[FFmpeg-devel] [PATCH 08/10] avcodec/idctdsp: Arm 64-bit NEON block add and clamp fast paths

Thu Mar 31 19:47:41 EEST 2022

On 30/03/2022 15:14, Martin Storsjö wrote:
> On Fri, 25 Mar 2022, Ben Avison wrote:
>> +// Clamp 16-bit signed block coefficients to signed 8-bit (biased by 
>> 128)
>> +// On entry:
>> +//   x0 -> array of 64x 16-bit coefficients
>> +//   x1 -> 8-bit results
>> +//   x2 = row stride for results, bytes
>> +function ff_put_signed_pixels_clamped_neon, export=1
>> +        ld1             {v0.16b, v1.16b, v2.16b, v3.16b}, [x0], #64
>> +        movi            v4.8b, #128
>> +        ld1             {v16.16b, v17.16b, v18.16b, v19.16b}, [x0]
>> +        sqxtn           v0.8b, v0.8h
>> +        sqxtn           v1.8b, v1.8h
>> +        sqxtn           v2.8b, v2.8h
>> +        sqxtn           v3.8b, v3.8h
>> +        sqxtn           v5.8b, v16.8h
>> +        add             v0.8b, v0.8b, v4.8b
> 
> Here you could save 4 add instructions with sqxtn2 and adding .16b 
> vectors, but I'm not sure if it's wortwhile. (It reduces the checkasm 
> numbers by 0.7 for Cortex A72, by 0.3 for A73, but increases the runtime 
> by 1.0 on A53.) Stranegely enough, I get much smaller numbers on my A72 
> than you got.

That's weird. As you say, it should be independent of clock-frequency. 
FWIW, I'm benchmarking on a Raspberry Pi 4; I'd assume all its board 
variants' Cortex-A72 cores are of identical revision.

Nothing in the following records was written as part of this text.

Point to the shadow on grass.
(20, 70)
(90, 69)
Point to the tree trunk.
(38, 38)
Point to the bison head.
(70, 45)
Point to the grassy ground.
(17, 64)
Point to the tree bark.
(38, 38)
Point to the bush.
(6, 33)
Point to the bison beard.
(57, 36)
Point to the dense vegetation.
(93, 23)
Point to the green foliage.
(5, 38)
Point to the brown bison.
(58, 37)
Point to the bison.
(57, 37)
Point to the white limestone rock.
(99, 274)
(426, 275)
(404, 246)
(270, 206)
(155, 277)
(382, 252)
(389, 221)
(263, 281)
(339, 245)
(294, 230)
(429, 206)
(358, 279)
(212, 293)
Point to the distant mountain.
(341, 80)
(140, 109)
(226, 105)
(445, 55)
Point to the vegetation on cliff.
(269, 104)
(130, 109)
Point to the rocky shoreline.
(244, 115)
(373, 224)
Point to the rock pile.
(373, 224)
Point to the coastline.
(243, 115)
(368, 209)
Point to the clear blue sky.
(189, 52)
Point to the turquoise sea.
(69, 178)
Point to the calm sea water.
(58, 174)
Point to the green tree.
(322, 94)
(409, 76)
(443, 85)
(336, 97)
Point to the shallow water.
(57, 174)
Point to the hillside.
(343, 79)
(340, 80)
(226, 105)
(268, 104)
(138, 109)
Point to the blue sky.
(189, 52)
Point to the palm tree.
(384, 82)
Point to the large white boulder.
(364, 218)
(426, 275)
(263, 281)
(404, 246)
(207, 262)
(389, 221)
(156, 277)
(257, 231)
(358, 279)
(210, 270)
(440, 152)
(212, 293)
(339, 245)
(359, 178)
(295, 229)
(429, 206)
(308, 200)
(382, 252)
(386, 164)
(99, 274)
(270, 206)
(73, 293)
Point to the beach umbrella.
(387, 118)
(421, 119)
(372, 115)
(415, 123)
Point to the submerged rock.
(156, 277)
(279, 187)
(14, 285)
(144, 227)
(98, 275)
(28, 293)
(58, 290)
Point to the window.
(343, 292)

Now I run it again, I'm getting these figures:

idctdsp.add_pixels_clamped_c: 313.3
idctdsp.add_pixels_clamped_neon: 24.3
idctdsp.put_pixels_clamped_c: 220.3
idctdsp.put_pixels_clamped_neon: 15.5
idctdsp.put_signed_pixels_clamped_c: 210.5
idctdsp.put_signed_pixels_clamped_neon: 19.5

which is more in line with what you see! I am getting a lot of 
variability between runs though - from a small sample, I'm seeing 
add_pixels_clamped_neon coming out as anything from 21 to 30, which is 
well above the sort of differences you're seeing between alternate 
implementations.

This sort of case is always going to be difficult to schedule optimally 
for multiple core - factors like how much dual-issuing is possible, 
latency before values can be used, load speed and the granularity of 
scoreboarding parts of vectors, all vary widely.

In the case of the Cortex-A72, the critical path goes
ld1 of first 16 bytes -> sqxtn:  5 cycles
sqxtn -> add:                    4 cycles
add -> st1 of first 8 bytes:     3 cycles

It then bangs out one store per cycle, a total of 8. Everything else can 
largely be fitted in around this - so for example, other than I-cache 
usage, there shouldn't be a disadvantage to the adds being non-Q-form as 
they should dual-issue with the sqxtns and st2s - you'll notice I have 
them alternating.

I'd have expected anything interfering with this (such as by updating 
half the vector input required by any Q-form add) to slow things down.

Ben